[Detail] Training School for Wives and Mothers, Baton Gouge, La. 1888.
The Federal Government’s Role
Through the Freedmen’s Bureau, the federal government also supported efforts to help the former slaves during Reconstruction. Mary Ames describes the experiences she and a colleague, Emily Bliss, encountered as teachers on Edisto Island, South Carolina, during Reconstruction in From a New England Woman's Diary in Dixie in 1865. The work describes the poor living conditions, lack of food, water, and other necessities of life. Their school enrolled more than 100 students, both children and adults. When the Freedmen’s Bureau withdrew support for their school, the two women returned to Massachusetts. Research the Freedmen’s Bureau, political opposition to its establishment, and the difficulty it faced during Reconstruction. How successful was the Freedmen’s Bureau? W.E.B. Du Bois, an author represented in this collection, wrote an essay on the Freedmen’s Bureau that is readily available online. What was his assessment of its success?
The federal government also passed legislation to advance the cause of the former slaves. Amendments XIII, XIV, and XV of the Constitution were intended to deal with the effects of slavery, as were a number of acts of Congress. The Civil Rights Act of 1875, one such law, made it illegal to discriminate on the base of race or color in public accommodations and facilities. The Supreme Court declared this Act unconstitutional in 1883.
Examine The Barbarous Decision of the United States Supreme Court Declaring the Civil Rights Act Unconstitutional by Henry McNeal Turner, a civil rights activist and bishop in the African Methodist Episcopal Church.
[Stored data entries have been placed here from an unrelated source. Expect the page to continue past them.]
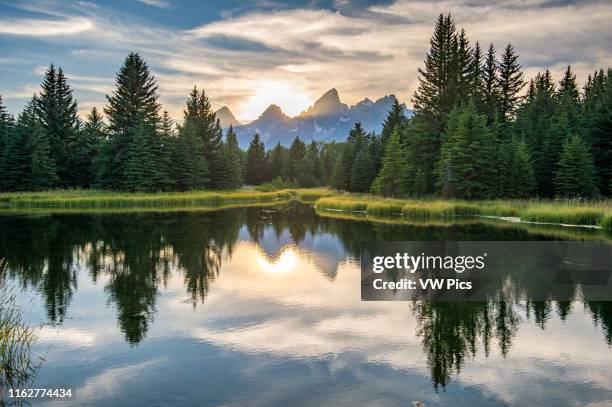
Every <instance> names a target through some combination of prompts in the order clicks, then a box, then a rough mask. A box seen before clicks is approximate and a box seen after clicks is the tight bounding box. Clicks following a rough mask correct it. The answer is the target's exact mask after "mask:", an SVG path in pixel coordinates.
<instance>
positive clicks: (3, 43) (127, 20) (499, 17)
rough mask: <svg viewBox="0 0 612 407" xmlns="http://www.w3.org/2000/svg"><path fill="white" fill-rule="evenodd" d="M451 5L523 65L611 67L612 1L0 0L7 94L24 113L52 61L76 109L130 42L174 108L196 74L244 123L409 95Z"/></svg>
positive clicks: (100, 82)
mask: <svg viewBox="0 0 612 407" xmlns="http://www.w3.org/2000/svg"><path fill="white" fill-rule="evenodd" d="M449 12H450V13H452V14H453V15H454V16H455V19H456V22H457V25H458V26H462V27H464V28H465V29H466V30H467V32H468V35H469V37H470V39H471V40H472V41H479V42H481V44H488V43H489V42H493V43H494V45H495V46H496V47H497V49H501V48H503V47H504V46H505V44H507V43H508V42H511V43H512V44H513V45H514V46H515V47H516V49H517V51H518V52H519V54H520V62H521V64H522V65H523V66H524V67H525V68H526V71H527V74H528V76H531V75H534V74H535V73H536V72H537V71H538V70H543V69H545V68H549V69H550V70H551V71H552V72H553V74H554V75H555V77H556V78H558V77H559V75H560V73H561V72H562V70H563V69H564V67H565V66H567V65H568V64H571V65H572V66H573V68H574V69H575V71H576V72H577V74H578V78H579V80H580V81H581V82H583V81H584V79H585V78H586V75H588V74H589V73H590V72H592V71H593V70H595V69H599V68H601V67H604V68H607V67H610V66H612V29H611V28H610V21H612V2H610V1H609V0H602V1H563V0H508V1H501V0H441V1H404V0H397V1H376V0H374V1H365V0H364V1H349V0H321V1H317V0H310V1H307V0H304V1H300V0H296V1H274V0H254V1H234V0H206V1H196V0H193V1H189V0H181V1H170V0H107V1H100V2H95V1H85V0H63V1H60V0H40V1H36V0H35V1H19V0H17V1H15V0H12V1H4V0H0V50H1V52H0V95H2V98H3V100H4V103H5V104H6V105H7V106H8V107H9V110H10V111H11V112H13V113H16V112H18V111H19V110H20V109H21V108H22V107H23V105H24V103H25V101H26V100H27V99H28V98H29V97H30V96H31V95H32V94H33V93H35V92H37V91H38V88H39V83H40V77H41V74H42V73H43V72H44V70H45V68H46V67H47V66H48V65H49V64H50V63H51V62H53V63H55V64H56V65H60V66H61V67H62V68H63V69H64V71H65V72H66V74H67V76H68V78H69V80H70V83H71V85H72V87H73V88H74V93H75V95H76V97H77V98H78V101H79V108H80V110H81V112H86V111H88V110H90V109H91V108H92V107H93V106H98V107H101V106H103V105H104V103H105V97H104V95H105V94H108V93H110V92H111V90H112V88H113V81H114V76H115V73H116V71H117V69H118V68H119V66H120V64H121V62H122V60H123V58H125V56H126V55H127V53H128V52H129V51H132V50H133V51H137V52H140V53H141V54H142V55H143V56H144V58H145V59H146V61H147V62H148V63H149V65H150V66H151V68H152V70H153V72H154V74H155V76H156V78H157V79H158V81H159V87H160V92H161V95H162V96H161V101H162V103H163V104H164V106H165V107H166V108H167V109H168V110H169V111H170V113H171V114H172V115H173V116H175V117H177V118H178V117H180V115H181V110H182V105H183V103H184V100H185V97H186V95H187V93H188V92H189V89H190V88H191V87H193V85H194V84H197V85H198V87H202V88H204V89H205V90H206V92H207V94H208V95H209V97H210V98H211V100H212V102H213V106H214V107H215V108H219V107H221V106H223V105H227V106H229V107H230V108H231V109H232V111H233V112H234V114H235V115H236V116H237V117H238V118H239V119H241V120H243V121H246V120H250V119H253V118H255V117H257V116H258V115H259V114H260V113H261V112H262V111H263V110H264V109H265V107H266V106H267V105H268V104H270V103H276V104H278V105H280V106H281V107H282V108H283V110H285V112H287V113H288V114H290V115H295V114H297V113H299V112H300V111H302V110H304V109H305V108H306V107H307V106H308V105H309V104H311V103H312V102H313V101H314V100H316V99H317V98H318V97H319V96H320V95H322V94H323V93H324V92H325V91H326V90H328V89H330V88H332V87H335V88H336V89H338V91H339V93H340V97H341V99H342V100H343V101H344V102H345V103H348V104H352V103H355V102H357V101H359V100H361V99H363V98H364V97H369V98H371V99H375V98H378V97H381V96H384V95H386V94H391V93H393V94H396V95H397V96H398V97H399V98H400V100H401V101H403V102H406V103H407V105H408V106H410V105H411V102H410V98H411V96H412V94H413V92H414V89H415V86H416V83H417V73H416V72H417V67H418V66H419V65H420V64H422V60H423V57H424V55H425V52H426V51H427V49H428V46H429V37H430V35H431V32H432V29H433V24H434V22H435V19H436V16H437V15H438V14H439V13H449Z"/></svg>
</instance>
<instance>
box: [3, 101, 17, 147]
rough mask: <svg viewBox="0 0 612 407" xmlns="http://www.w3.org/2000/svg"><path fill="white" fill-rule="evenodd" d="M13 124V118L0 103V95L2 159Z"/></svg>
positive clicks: (12, 116) (13, 120) (4, 106)
mask: <svg viewBox="0 0 612 407" xmlns="http://www.w3.org/2000/svg"><path fill="white" fill-rule="evenodd" d="M14 124H15V123H14V120H13V116H11V115H10V114H9V113H8V112H7V110H6V107H5V106H4V104H3V103H2V95H0V157H2V152H3V151H4V146H5V143H6V141H7V139H8V137H9V134H10V132H11V130H12V128H13V125H14Z"/></svg>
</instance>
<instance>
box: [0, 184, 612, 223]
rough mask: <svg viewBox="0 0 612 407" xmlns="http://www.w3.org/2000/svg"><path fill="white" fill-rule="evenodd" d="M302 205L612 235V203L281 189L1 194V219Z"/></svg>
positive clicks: (338, 210) (317, 207)
mask: <svg viewBox="0 0 612 407" xmlns="http://www.w3.org/2000/svg"><path fill="white" fill-rule="evenodd" d="M291 199H297V200H299V201H301V202H304V203H314V205H315V207H316V208H317V209H318V210H319V211H324V210H327V211H342V212H348V213H366V214H368V215H370V216H378V217H389V218H394V217H395V218H397V217H403V218H409V219H432V220H434V219H446V218H455V217H458V216H496V217H517V218H520V219H521V220H522V221H531V222H543V223H555V224H570V225H584V226H601V227H603V228H604V229H607V230H609V231H610V230H612V220H611V218H612V201H611V200H603V201H592V202H585V201H581V200H556V201H552V200H551V201H545V200H529V201H527V200H490V201H460V200H441V199H385V198H383V197H380V196H374V195H367V194H348V193H338V192H335V191H332V190H330V189H328V188H282V189H275V190H272V191H268V190H265V191H260V190H257V189H239V190H235V191H189V192H163V193H122V192H108V191H96V190H55V191H47V192H15V193H2V194H0V214H9V213H15V212H19V211H26V210H29V211H37V212H44V211H49V212H52V211H55V212H57V211H60V212H61V211H79V210H83V211H84V210H87V211H110V210H112V211H124V210H125V211H132V210H141V211H144V210H151V211H160V210H189V209H190V208H193V209H198V210H205V209H206V208H225V207H241V206H252V205H256V204H273V203H282V202H287V201H289V200H291Z"/></svg>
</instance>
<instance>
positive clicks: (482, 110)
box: [469, 41, 486, 113]
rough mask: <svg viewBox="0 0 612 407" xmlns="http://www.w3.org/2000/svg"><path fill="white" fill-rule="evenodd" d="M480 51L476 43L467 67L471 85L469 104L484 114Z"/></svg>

The work includes the Court decision in the case, along with accounts of speeches by Frederick Douglass and Colonel R.G. Ingersoll in opposition to the Supreme Court’s decision. Turner published the pamphlet in 1893, three years before the Supreme Court issued its decision in Plessy v. Ferguson.
- Why did Henry McNeal Turner feel it was necessary to put together this book? Why does he call the Court’s decision “barbarous”?
- On what grounds did the Supreme Court strike down the Civil Rights Act of 1875? Why did Justice Harlan dissent from the decision?
- How did the Court’s decision give credence to the so-called “Jim Crow” laws? Would Plessy v. Ferguson have been moot if the Civil Rights Act of 1875 had still been in effect?